You were talking about it in a thread that some people believe that Phenom runs faster in real-life conditions a specific game.
And you say "Since the Phenom is faster in this game, what makes you think that it may not be faster in another game?"
So in other words you said "phenom might be faster in other games that we haven't tested".
With the same "way" you can easily come up with "Since the C2Q wins in 50 of the 52 tests, we can assume that it's faster in other (untested) apps/games/etc".

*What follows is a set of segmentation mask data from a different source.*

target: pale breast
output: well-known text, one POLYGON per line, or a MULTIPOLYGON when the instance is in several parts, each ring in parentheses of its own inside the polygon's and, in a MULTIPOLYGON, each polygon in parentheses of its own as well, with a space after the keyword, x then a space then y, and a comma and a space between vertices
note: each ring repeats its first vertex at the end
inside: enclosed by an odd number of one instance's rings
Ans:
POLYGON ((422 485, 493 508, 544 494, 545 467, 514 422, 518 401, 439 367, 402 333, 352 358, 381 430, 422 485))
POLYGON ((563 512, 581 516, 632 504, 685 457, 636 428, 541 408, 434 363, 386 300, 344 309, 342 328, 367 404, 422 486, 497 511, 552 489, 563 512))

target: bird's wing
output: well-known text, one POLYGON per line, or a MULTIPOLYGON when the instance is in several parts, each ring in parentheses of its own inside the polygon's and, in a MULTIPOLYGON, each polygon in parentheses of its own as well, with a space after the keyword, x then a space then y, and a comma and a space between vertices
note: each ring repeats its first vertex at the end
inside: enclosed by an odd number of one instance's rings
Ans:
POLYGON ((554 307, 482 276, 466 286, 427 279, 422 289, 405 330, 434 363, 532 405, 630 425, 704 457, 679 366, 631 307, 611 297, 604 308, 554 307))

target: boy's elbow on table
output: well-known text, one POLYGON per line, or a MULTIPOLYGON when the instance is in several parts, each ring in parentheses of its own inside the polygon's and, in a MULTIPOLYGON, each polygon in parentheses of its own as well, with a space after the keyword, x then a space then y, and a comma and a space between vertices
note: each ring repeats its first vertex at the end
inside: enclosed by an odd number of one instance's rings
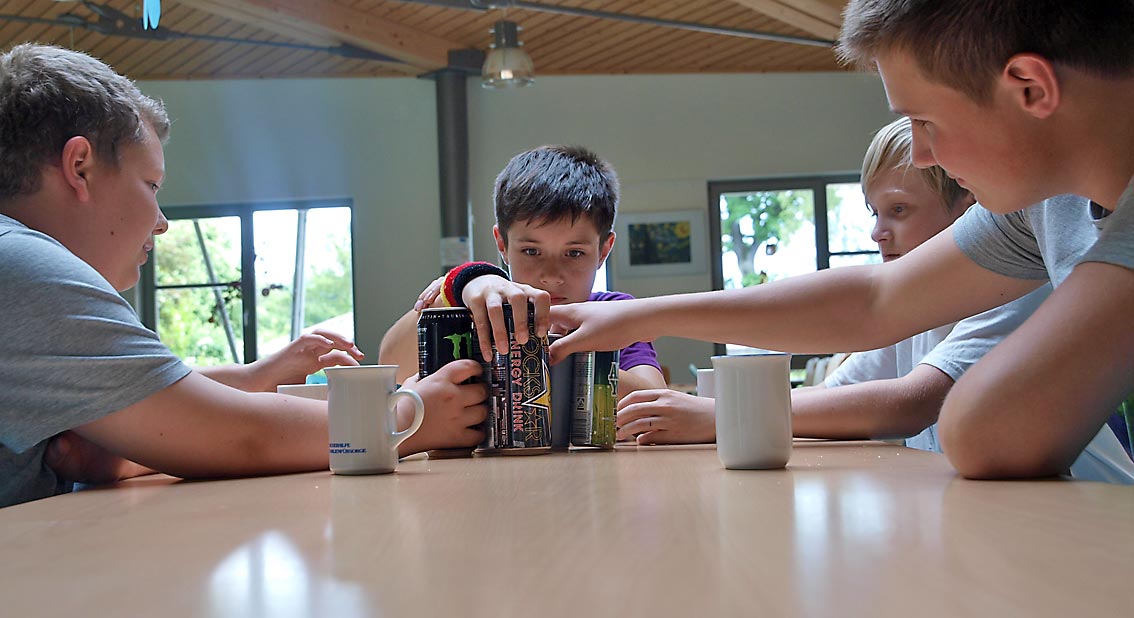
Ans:
POLYGON ((1075 460, 1062 444, 1050 444, 1047 432, 1028 431, 1002 407, 964 391, 950 393, 941 409, 938 435, 957 472, 968 479, 1016 479, 1055 476, 1075 460))

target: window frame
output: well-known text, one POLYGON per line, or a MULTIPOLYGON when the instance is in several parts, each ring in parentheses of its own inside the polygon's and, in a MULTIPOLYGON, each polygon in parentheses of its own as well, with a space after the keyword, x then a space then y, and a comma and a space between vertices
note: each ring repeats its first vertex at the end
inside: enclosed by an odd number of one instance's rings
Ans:
MULTIPOLYGON (((840 255, 870 255, 874 251, 835 251, 831 252, 830 225, 827 211, 827 187, 848 183, 861 183, 862 175, 853 172, 833 174, 813 174, 805 176, 768 176, 762 178, 749 178, 739 180, 711 180, 708 183, 708 214, 709 214, 709 245, 710 269, 712 272, 712 285, 714 290, 724 289, 724 267, 721 261, 721 195, 725 193, 755 193, 759 191, 788 191, 811 190, 814 196, 815 210, 815 268, 817 271, 831 267, 831 256, 840 255), (822 215, 822 216, 820 216, 822 215)), ((714 353, 723 355, 726 352, 725 344, 714 343, 714 353)), ((812 355, 800 355, 798 359, 792 357, 792 367, 802 366, 812 355)))
MULTIPOLYGON (((231 202, 224 204, 189 204, 164 206, 162 213, 169 221, 192 219, 215 219, 238 217, 240 219, 240 293, 242 301, 243 328, 241 336, 244 344, 244 363, 255 361, 258 356, 258 337, 256 330, 256 234, 254 217, 257 212, 272 210, 310 211, 320 208, 350 208, 351 237, 351 293, 357 290, 358 269, 355 261, 354 238, 355 216, 354 200, 349 197, 323 199, 271 200, 264 202, 231 202), (251 276, 247 276, 251 273, 251 276)), ((139 279, 139 309, 142 324, 157 332, 157 291, 164 286, 157 285, 154 270, 155 260, 146 260, 142 265, 139 279)))

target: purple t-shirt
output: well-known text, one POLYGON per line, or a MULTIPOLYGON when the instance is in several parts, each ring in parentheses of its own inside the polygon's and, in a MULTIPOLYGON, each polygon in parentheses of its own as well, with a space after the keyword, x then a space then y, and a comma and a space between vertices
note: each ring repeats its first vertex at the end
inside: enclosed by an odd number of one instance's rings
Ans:
MULTIPOLYGON (((591 292, 587 301, 630 300, 633 298, 633 296, 622 292, 591 292)), ((618 368, 625 371, 638 365, 649 365, 661 371, 661 365, 658 364, 658 354, 654 351, 654 345, 649 341, 631 343, 622 348, 622 353, 618 357, 618 368)))

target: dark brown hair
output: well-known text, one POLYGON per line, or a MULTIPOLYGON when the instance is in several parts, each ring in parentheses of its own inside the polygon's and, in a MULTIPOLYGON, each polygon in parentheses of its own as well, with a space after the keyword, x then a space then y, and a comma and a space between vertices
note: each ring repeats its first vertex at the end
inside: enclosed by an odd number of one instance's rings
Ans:
POLYGON ((868 69, 909 53, 928 79, 986 103, 1021 53, 1105 78, 1134 74, 1134 0, 851 0, 836 51, 868 69))
POLYGON ((586 217, 605 242, 618 211, 618 176, 609 163, 580 146, 540 146, 522 152, 496 177, 492 200, 505 242, 517 221, 535 225, 586 217))

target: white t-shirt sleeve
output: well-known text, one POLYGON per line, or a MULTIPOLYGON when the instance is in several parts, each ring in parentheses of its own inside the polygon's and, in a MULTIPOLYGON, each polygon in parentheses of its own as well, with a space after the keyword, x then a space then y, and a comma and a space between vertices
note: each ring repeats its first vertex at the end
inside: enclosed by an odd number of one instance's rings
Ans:
POLYGON ((827 388, 859 384, 871 380, 889 380, 898 377, 897 353, 894 346, 851 354, 835 373, 823 381, 827 388))
POLYGON ((1048 283, 1007 305, 957 322, 949 336, 919 364, 932 365, 956 382, 969 367, 1023 324, 1050 294, 1051 284, 1048 283))

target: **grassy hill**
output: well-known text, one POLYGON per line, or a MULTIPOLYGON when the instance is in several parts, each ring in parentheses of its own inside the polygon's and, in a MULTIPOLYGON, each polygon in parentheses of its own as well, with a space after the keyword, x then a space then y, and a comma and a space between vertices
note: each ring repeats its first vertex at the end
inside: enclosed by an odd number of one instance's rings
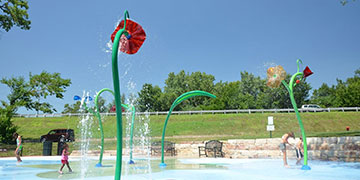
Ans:
MULTIPOLYGON (((300 128, 294 113, 253 113, 253 114, 203 114, 203 115, 172 115, 166 129, 166 139, 179 142, 189 140, 206 141, 210 139, 268 138, 266 131, 267 117, 274 117, 275 131, 273 137, 281 137, 288 131, 300 135, 300 128)), ((311 136, 353 136, 360 135, 359 112, 319 112, 301 113, 305 131, 311 136), (350 131, 346 131, 346 126, 350 131)), ((139 131, 144 131, 145 124, 149 126, 151 139, 159 140, 165 122, 165 115, 138 116, 135 119, 134 137, 140 137, 139 131)), ((81 117, 48 117, 48 118, 15 118, 26 145, 24 154, 41 155, 42 144, 37 143, 41 135, 51 129, 70 128, 75 130, 76 142, 71 143, 71 149, 78 149, 80 139, 81 117)), ((131 117, 123 117, 124 132, 129 132, 131 117)), ((100 138, 99 123, 96 118, 87 122, 91 124, 92 138, 100 138)), ((114 116, 103 117, 106 149, 116 149, 116 119, 114 116)), ((125 135, 124 135, 125 136, 125 135)), ((96 144, 96 143, 94 143, 96 144)), ((96 149, 98 144, 92 147, 96 149)), ((5 146, 5 145, 2 145, 5 146)), ((11 149, 12 147, 10 147, 11 149)), ((56 143, 54 148, 56 149, 56 143)), ((55 152, 55 151, 54 151, 55 152)), ((8 153, 0 153, 6 156, 8 153)), ((11 152, 10 156, 12 156, 11 152)))

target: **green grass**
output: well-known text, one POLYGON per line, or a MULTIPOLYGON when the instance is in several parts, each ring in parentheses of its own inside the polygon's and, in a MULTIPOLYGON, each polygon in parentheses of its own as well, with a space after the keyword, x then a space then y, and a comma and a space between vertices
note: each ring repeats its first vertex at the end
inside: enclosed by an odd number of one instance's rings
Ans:
MULTIPOLYGON (((294 113, 203 114, 172 115, 167 124, 166 139, 179 142, 190 140, 206 141, 210 139, 268 138, 269 132, 266 131, 268 116, 274 117, 275 131, 272 133, 273 137, 281 137, 288 131, 294 131, 296 136, 300 135, 299 124, 294 113)), ((149 116, 149 119, 144 116, 137 117, 135 119, 134 137, 139 137, 139 129, 143 129, 144 124, 148 123, 152 140, 159 140, 162 135, 165 118, 166 115, 149 116)), ((301 118, 308 137, 360 135, 359 112, 301 113, 301 118), (349 132, 346 132, 346 126, 350 126, 349 132)), ((125 128, 129 129, 129 126, 126 126, 126 124, 130 120, 130 118, 123 117, 124 132, 126 132, 125 128)), ((74 129, 76 142, 70 143, 70 149, 79 149, 79 117, 15 118, 13 121, 19 127, 18 133, 25 140, 25 155, 41 155, 41 143, 26 141, 38 141, 41 135, 56 128, 74 129)), ((100 138, 98 120, 93 119, 91 123, 92 137, 100 138)), ((115 117, 103 117, 103 127, 105 138, 111 138, 105 141, 106 149, 115 149, 115 117)), ((99 144, 100 141, 94 141, 91 144, 91 149, 96 149, 99 144)), ((56 145, 54 145, 53 151, 54 149, 56 149, 56 145)), ((13 152, 0 152, 0 156, 13 156, 13 152)))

Heck we're once again taking things into a personal level without a single reason to do that.
I don't know what made you "insult" me, but if my first post was "confusing" or just written in a unclear way and you felt insulted, then I apologize.
I can, and will -- unfortunately, do not expect data soon -- my plans are not to swap out the 9850 for a while.
I did drop the HTT bus down to 800 Mhz on the 9850 and retested, made just a few FPS difference, not much at all. The biggest modulator for the 9850 was memory speed, DDR2-667 to DDR2-1066 (in the increments the dividers allow) showed a total of around 10-12 FPS in either script. (I don't have the data in front of me, and have not been very systematic, I will go back and do that shortly).
There is one difference between the two setups -- all components were matched, and bought at the same time, except the 8800 GTXs, one was purchased about 8 months prior (the one in the phenom). The BIOS is different, so to be thorough I need to swap the cards between the two rigs and doublecheck.
Jack
Actually, yes... I just picked up a i9300 myself, so getting someone to run benches to check reproducibility across different configs would be interesting to.
What MB, memory, OS?
EDIT: What I am finding (initial info) is that the 6 Meg (1/2 the cache) at the same clock has a bigger impact than what I would have thought.